Three suicide bomb attacks in Afghanistan left at least 58 dead on on Tuesday, the Ashura holy day observed by Shiite Muslims.
Various reports confirm that 54 were killed in Kabul when a bomber threw himself into a crowd that had gathered at Abul Fazl shrine to worship. Four were killed in the northern city of Mazar-i-Sharif and none died in the southern city of Kandahar where the attacker hid a bomb under a parked motorcycle.
The attacks targeted Afghanistan’s minority Shiite population and mark the first major incident of religiously motivated violence since the fall of Afghanistan’s Taliban regime; sectarian violence is more frequent in neighboring Pakistan.
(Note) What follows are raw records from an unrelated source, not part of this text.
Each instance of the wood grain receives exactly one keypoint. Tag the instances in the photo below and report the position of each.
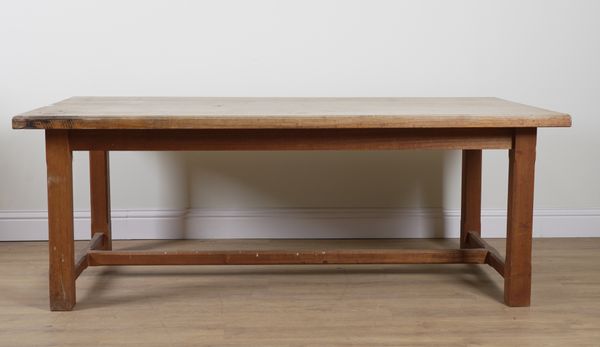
(517, 273)
(283, 257)
(470, 211)
(278, 113)
(290, 139)
(60, 221)
(493, 257)
(100, 196)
Like Kabul, the attack in Kandahar also targeted a Shiite procession, but it missed and hit policemen and bystanders, Kandahar Police Chief Abdul Razaq told The New York Times.
U.S. military officials strongly condemned the attack, especially for its timing.
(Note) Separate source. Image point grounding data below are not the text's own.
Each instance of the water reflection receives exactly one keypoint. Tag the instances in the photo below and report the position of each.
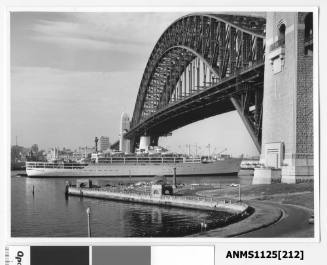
(50, 214)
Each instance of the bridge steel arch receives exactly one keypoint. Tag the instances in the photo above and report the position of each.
(231, 47)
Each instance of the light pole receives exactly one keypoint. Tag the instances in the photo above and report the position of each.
(88, 212)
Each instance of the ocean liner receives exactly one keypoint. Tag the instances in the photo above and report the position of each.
(126, 166)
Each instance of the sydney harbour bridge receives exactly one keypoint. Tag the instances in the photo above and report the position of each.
(209, 64)
(202, 65)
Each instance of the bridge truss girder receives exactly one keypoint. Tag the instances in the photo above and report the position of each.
(229, 46)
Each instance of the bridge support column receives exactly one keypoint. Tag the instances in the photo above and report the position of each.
(287, 128)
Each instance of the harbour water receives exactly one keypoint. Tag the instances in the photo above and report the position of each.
(48, 213)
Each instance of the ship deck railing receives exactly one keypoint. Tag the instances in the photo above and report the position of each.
(116, 160)
(54, 165)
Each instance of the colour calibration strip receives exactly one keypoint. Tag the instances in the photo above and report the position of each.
(110, 255)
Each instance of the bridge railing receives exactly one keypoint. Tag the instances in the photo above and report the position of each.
(277, 44)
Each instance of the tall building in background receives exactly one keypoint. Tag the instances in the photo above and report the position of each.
(104, 143)
(124, 144)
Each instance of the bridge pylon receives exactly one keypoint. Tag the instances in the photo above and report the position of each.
(287, 126)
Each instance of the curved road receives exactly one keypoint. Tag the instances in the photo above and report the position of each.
(294, 223)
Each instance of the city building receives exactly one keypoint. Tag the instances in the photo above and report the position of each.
(104, 143)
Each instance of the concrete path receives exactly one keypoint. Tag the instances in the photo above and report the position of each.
(294, 223)
(264, 215)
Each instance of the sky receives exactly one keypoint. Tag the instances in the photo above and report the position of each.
(73, 74)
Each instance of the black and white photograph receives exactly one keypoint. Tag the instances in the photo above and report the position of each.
(143, 124)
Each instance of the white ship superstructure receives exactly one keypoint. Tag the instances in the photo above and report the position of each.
(126, 166)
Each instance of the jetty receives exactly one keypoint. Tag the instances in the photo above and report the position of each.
(157, 198)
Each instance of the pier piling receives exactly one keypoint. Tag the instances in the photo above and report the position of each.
(88, 212)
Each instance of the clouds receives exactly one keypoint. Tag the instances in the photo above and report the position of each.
(67, 108)
(86, 41)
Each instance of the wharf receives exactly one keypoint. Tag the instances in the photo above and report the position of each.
(192, 202)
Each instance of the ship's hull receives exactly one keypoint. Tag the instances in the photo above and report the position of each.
(220, 167)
“An attack against Ashura pilgrims on one of the holiest of days in the Islamic calendar is an attack against Islam itself, and we denounce and condemn these atrocities in the strongest of terms,” said Gen. John R. Allen, commander of the International Security Assistance Force. “Our prayers and deepest sympathies are with the families and loved ones of those innocent civilians killed or injured in today’s horrific attacks.”
Ambassador Simon Gass, the NATO Senior Civilian Representative in Afghanistan, said, "The attacks today in Afghanistan, on such an important religious day, are horrifying and to be condemned in the strongest possible terms. That men, women and children, are killed and injured on Ashura is particularly tragic. Our prayers and condolences are with them all and their family and friends."
No group has yet to claim responsibility for the attack.